Then there are the ecclesiastical Conservatives, amongst whom sincere honour and honesty are engrafted upon such prejudices that both the former are neutralized. The gardening process is precisely reversed amongst this class of politicians; for instead of the slips sweetening the crab-tree, its acrimony overcomes the engraftments, and renders even the fruit of virtues sour. Thus their prejudices never dissolve or ripen into principles, but their principles ferment, effervesce, and presently acidulate into the most bitter prejudices. These are the men who rant and rave at Exeter Hall,-who take the chair at Reformation, Factory, and Anti-Education meetings,-who present petitions for repealing the Catholic Emancipation Bill,-who deliver orations and harangues against political Dissenters,-being all the while, with exquisite inconsistency, themselves members of a political Church, impatient of having its foot removed from the necks of nonconformists. These are men wearing the most respectable exterior imaginable. Opposed to religious freedom they most certainly are; but they carry their opposition like the left-handed dagger of Ehud, which had two edges of a cubit in length, girded under his raiment, upon his right thigh! We appeal without fear to a certain self-styled evangelical newspaper, of melancholy notoriety, for proofs and illustrations as to the correctness of this portrait. They have evidently very little opinion of that orthodoxy or soundness, imagined by some others to be inherent in the Coryphæus of Toryism. They can never forget the year 1829, when the Orange of Ireland was unceremoniously left in the kennel without its Peel! We well remember, that at least one of their company supposed that he had discovered the apocalyptic number of the Beast in the name or title of the Duke of Wellington! As to the question of slavery alone, some of them have acted the part of really faithful and independent legislators. Let them have all the credit, wherever it has been deserved. Few members of parliament enjoy more personal respect than Sir Robert Inglis. He always seems to say what he means, and to mean what he says. His opinions and language moreover represent the University of Oxford with great accuracy. He stands out as an individual of sixty years since,' rather than as a living contem

porary.
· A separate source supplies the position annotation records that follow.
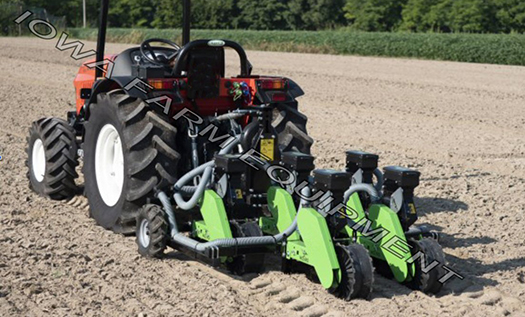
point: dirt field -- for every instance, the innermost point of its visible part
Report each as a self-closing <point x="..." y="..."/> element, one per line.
<point x="461" y="125"/>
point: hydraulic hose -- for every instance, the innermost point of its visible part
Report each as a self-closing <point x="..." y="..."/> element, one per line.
<point x="374" y="196"/>
<point x="166" y="203"/>
<point x="201" y="247"/>
<point x="206" y="170"/>
<point x="380" y="180"/>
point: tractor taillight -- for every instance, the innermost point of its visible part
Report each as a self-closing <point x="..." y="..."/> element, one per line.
<point x="279" y="97"/>
<point x="273" y="84"/>
<point x="162" y="84"/>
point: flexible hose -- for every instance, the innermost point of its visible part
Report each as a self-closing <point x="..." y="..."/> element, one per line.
<point x="206" y="169"/>
<point x="374" y="196"/>
<point x="380" y="180"/>
<point x="232" y="242"/>
<point x="181" y="239"/>
<point x="166" y="203"/>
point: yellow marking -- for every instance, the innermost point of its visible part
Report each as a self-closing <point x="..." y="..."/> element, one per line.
<point x="412" y="208"/>
<point x="238" y="193"/>
<point x="267" y="148"/>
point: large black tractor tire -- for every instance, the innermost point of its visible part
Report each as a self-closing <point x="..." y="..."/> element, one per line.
<point x="290" y="125"/>
<point x="357" y="272"/>
<point x="52" y="158"/>
<point x="426" y="277"/>
<point x="152" y="231"/>
<point x="147" y="159"/>
<point x="246" y="263"/>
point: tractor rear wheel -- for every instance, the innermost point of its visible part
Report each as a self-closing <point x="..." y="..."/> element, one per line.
<point x="290" y="125"/>
<point x="52" y="158"/>
<point x="129" y="152"/>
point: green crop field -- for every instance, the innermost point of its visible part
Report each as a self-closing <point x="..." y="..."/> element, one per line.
<point x="507" y="49"/>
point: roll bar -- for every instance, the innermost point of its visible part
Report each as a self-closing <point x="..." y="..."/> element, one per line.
<point x="103" y="24"/>
<point x="183" y="54"/>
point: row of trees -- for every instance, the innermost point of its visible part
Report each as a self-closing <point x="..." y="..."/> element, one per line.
<point x="369" y="15"/>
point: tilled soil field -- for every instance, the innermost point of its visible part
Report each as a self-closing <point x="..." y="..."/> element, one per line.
<point x="461" y="125"/>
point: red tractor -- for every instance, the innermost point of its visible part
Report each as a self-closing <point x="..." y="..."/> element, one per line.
<point x="125" y="126"/>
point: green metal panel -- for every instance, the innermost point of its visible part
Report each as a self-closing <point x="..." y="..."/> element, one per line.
<point x="296" y="250"/>
<point x="355" y="211"/>
<point x="389" y="242"/>
<point x="200" y="230"/>
<point x="215" y="218"/>
<point x="319" y="246"/>
<point x="282" y="208"/>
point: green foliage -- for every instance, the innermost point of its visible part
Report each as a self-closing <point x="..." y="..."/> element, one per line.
<point x="374" y="15"/>
<point x="449" y="16"/>
<point x="476" y="48"/>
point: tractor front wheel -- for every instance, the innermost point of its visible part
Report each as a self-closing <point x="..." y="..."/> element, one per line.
<point x="52" y="158"/>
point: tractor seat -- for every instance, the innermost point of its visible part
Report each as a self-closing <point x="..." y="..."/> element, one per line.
<point x="204" y="67"/>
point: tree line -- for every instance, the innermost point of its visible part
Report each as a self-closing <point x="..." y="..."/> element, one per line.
<point x="474" y="16"/>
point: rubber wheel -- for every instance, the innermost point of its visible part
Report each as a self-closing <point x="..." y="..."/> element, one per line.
<point x="246" y="263"/>
<point x="427" y="282"/>
<point x="152" y="231"/>
<point x="52" y="158"/>
<point x="357" y="272"/>
<point x="290" y="125"/>
<point x="136" y="154"/>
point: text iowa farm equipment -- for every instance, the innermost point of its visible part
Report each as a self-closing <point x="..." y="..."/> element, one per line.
<point x="220" y="168"/>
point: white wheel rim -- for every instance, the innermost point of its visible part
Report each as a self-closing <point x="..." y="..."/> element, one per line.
<point x="38" y="160"/>
<point x="144" y="233"/>
<point x="109" y="165"/>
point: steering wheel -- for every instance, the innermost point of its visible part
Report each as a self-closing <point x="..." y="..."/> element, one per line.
<point x="146" y="48"/>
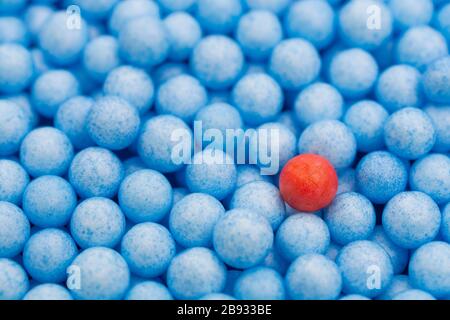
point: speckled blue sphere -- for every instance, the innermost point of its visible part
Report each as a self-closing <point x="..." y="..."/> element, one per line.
<point x="366" y="268"/>
<point x="398" y="87"/>
<point x="300" y="234"/>
<point x="217" y="61"/>
<point x="155" y="145"/>
<point x="313" y="277"/>
<point x="259" y="283"/>
<point x="96" y="172"/>
<point x="409" y="133"/>
<point x="294" y="63"/>
<point x="420" y="46"/>
<point x="13" y="181"/>
<point x="193" y="218"/>
<point x="194" y="273"/>
<point x="428" y="268"/>
<point x="331" y="139"/>
<point x="14" y="230"/>
<point x="365" y="24"/>
<point x="46" y="151"/>
<point x="148" y="290"/>
<point x="47" y="254"/>
<point x="263" y="198"/>
<point x="103" y="275"/>
<point x="366" y="119"/>
<point x="312" y="20"/>
<point x="411" y="219"/>
<point x="144" y="42"/>
<point x="145" y="196"/>
<point x="353" y="72"/>
<point x="242" y="238"/>
<point x="380" y="175"/>
<point x="16" y="68"/>
<point x="319" y="101"/>
<point x="49" y="201"/>
<point x="350" y="217"/>
<point x="51" y="89"/>
<point x="258" y="32"/>
<point x="14" y="125"/>
<point x="14" y="282"/>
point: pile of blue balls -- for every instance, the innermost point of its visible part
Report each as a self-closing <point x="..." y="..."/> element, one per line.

Perhaps the same may be said with regard to the member for East Kent; an English country gentleman, who has yet to learn that Christianity involves the law of a new commandment, so that as our Saviour condescended to love us, we ought also to love one another. The miscellaneous Conservatives we consider to be a class of senatorial veterans, like the gallant member for Lincoln; personages important in the estimation of no one but themselves. Each of them fosters some single, puny, or insulated project,--such for instance as the abolition of all duty upon insurances; an object very laudable in itself, did there exist the slightest chance of its achievement by Colonel Sibthorp.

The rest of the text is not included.